MATHEMATICAL MODELING AND SIMULATION OF CLOSING FUNCTION OF WATER HAMMER SYSTEM DURING GAS PRODUCTION
Abstract
Mathematical modelling and simulation of closing function of water hammer system during gas production described the speed variation of gas as valves close automatically. The fluctuation of speed witnessed was as a result of automatic valve closing and always give back pressure and the shape of the pressure curve where a wide variety of closing modes exists, depending on the valve type and their operation is mathematically represented by a function. The pressure wave obtained in this work can be significantly important to those in gas producing industries.
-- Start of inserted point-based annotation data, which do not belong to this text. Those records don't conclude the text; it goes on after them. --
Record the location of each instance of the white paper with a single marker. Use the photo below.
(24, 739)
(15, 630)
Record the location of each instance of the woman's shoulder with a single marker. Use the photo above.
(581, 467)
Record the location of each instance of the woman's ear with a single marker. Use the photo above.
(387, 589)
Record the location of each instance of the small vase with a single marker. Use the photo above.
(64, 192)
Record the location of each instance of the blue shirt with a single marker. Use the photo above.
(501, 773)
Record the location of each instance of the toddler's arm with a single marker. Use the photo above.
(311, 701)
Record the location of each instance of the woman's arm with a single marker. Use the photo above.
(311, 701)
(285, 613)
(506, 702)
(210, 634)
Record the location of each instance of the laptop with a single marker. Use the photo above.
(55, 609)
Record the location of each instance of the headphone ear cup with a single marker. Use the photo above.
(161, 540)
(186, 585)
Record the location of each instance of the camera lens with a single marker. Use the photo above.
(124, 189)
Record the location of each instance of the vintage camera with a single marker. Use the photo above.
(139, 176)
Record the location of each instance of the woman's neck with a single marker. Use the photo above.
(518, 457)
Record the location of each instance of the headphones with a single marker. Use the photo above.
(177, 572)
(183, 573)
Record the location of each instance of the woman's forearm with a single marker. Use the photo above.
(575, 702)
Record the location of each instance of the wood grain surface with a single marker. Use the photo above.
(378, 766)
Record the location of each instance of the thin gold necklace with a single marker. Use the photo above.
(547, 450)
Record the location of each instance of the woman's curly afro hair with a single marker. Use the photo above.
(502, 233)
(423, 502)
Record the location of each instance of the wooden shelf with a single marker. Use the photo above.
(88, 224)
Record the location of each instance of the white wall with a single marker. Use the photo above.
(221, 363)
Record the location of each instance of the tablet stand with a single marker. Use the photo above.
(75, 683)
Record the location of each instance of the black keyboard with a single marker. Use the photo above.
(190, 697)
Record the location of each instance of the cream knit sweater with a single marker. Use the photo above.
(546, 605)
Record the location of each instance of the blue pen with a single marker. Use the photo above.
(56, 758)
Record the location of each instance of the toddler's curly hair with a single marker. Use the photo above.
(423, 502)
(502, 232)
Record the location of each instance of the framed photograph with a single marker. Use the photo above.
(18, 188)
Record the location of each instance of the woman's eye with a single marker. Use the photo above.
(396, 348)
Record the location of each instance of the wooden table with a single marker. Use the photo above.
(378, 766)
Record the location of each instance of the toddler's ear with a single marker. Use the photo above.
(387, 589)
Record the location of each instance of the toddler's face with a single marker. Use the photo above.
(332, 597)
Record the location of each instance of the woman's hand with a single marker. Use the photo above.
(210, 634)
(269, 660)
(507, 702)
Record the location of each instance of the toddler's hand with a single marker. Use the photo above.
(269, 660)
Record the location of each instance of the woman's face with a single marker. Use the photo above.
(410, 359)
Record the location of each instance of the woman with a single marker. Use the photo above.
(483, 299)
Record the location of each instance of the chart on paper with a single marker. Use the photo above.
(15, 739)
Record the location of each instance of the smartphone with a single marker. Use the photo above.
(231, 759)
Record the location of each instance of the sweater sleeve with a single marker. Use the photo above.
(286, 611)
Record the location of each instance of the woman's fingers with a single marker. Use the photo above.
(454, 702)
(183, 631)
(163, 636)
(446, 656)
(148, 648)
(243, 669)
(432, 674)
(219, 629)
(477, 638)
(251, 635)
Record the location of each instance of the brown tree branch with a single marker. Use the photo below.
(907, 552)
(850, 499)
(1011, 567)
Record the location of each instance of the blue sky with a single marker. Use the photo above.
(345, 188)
It is in this regard that the author aim is to reduce the problem encountered in gas producing industries by developing a one-dimensional system of governing equations. The equation was simplified to generic function which was formulated to accommodate a suitable closing laws by means of a polygonal segmented structure and solve by Laplace Transformation. The boundary conditions used in this work is generated from a special algothrim that described the transitory. It is observed that back pressure wave shape and amplitude depend on the closing function of valves and in unique relationship. The results can prevent premature closure of gas in gas producing industries. This work has presented an information about the over-pressure peak, shape and phase of the pressure wave during the gas production. It has an advantage of helping gas production industries in choosing the best type of closing laws and help in arresting the over increase in pressure which may cause rupture to a pipe or cause damage to equipment.